As an investor myself, I started to invest in Lending Club Loans in 2015. I enjoyed a healthy return of ~10% at that time, but recently the return rode a roller coaster and dropped to ~2.5%. Hearing similar horror stories happening around me, I decided to perform a deep dive. The project is purely for exploration and learning purposes. It would be great if it can help me understand more about driving factors of defaults and late payments; even better, if it can help identify more effective methodology for investing. I would like to share the process and finding here for everyone’s interest.
Data Cleanup and Feature Engineering:
To start with, I collected over 800K+ loan details from 2007 to 2015. Immediately out of box, I noted that many data features are categorical in nature. Take home ownership types, and the credit purposes for example; they are qualitative features with valuable information. Need to convert them smartly to keep the key information at the same time not negatively impact modeling. In addition, owners’ aggregated data, such as annual income, or debt balance, when looking at alone, do not provide full picture of the loan. Combine features and converting them into ratios, such as asset to debt ratio, more accurately reflect the specific condition of the loan.
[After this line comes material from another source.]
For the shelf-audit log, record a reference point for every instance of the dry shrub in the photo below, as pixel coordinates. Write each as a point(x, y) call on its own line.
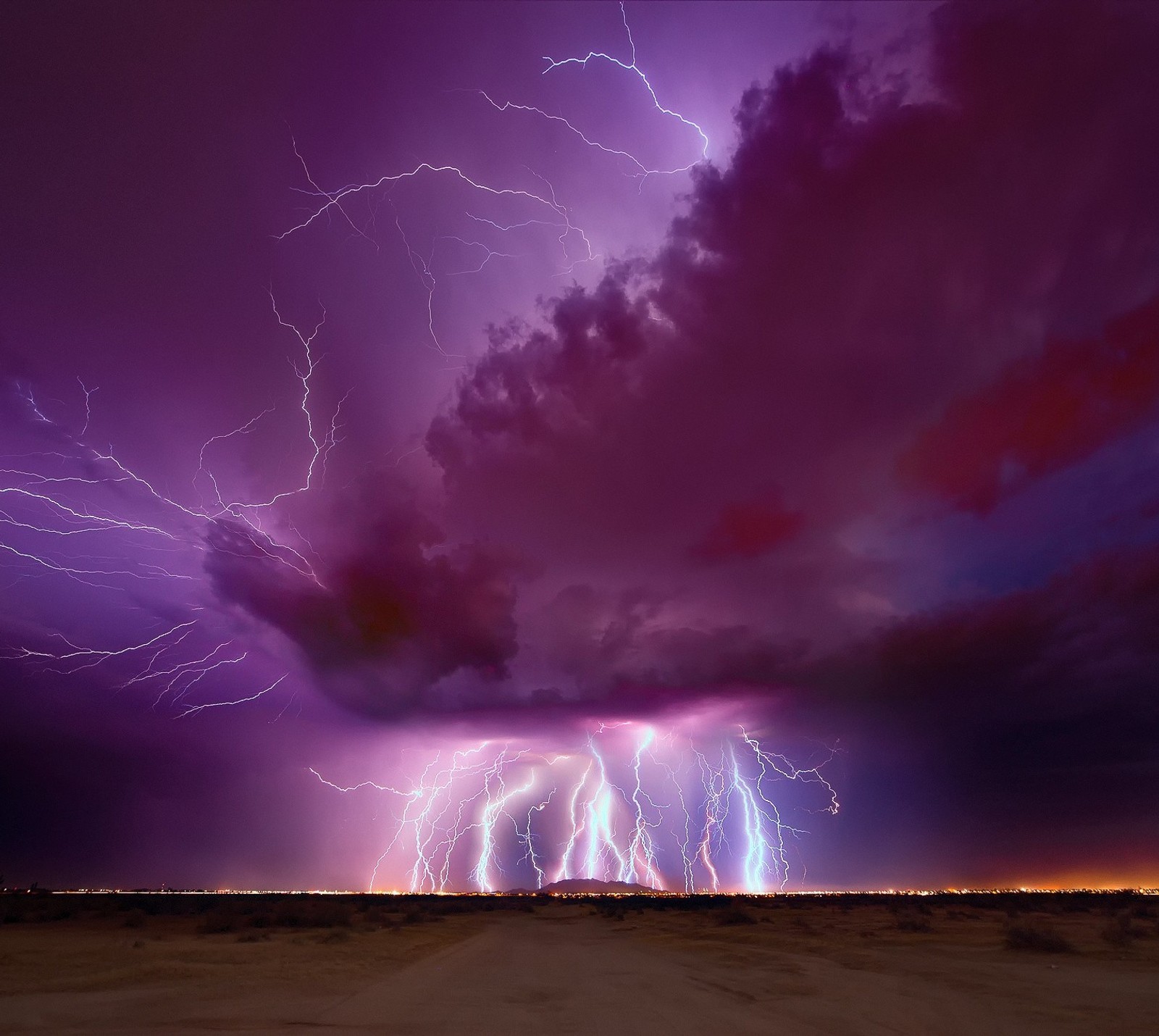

I started with Grid Search for model selection. Models compared includes: Decision Tree, Logistic, SVC, Bagging Classifier, and etc. Measuring by AUC, Random Forest Model was identified as best baseline model. I further optimized Random Forest model for best performance.
Conclusion and Finding:
I plot the Confusion Matrix for visualization. It turns out that the model is able to accurately predict 72% of bad loans (loans with negative outcomes, either become default or late for payments), whereas 28% bad loans left as unpredicted. However, the model tends to perform conservatively, predicting loans to have negative outcome when they actually not .
Overall, Top 3 drivers drive the defaults are:
- Interest Rate
- Inquiries of Last 6 Months
- Loan Grade
Recommended Next Steps:
- Continue to incorporate new data to refine the model
- Monitor behavior changes of loans over time. This includes economic crisis. This is to help evaluate the stability and adaptivity of the model.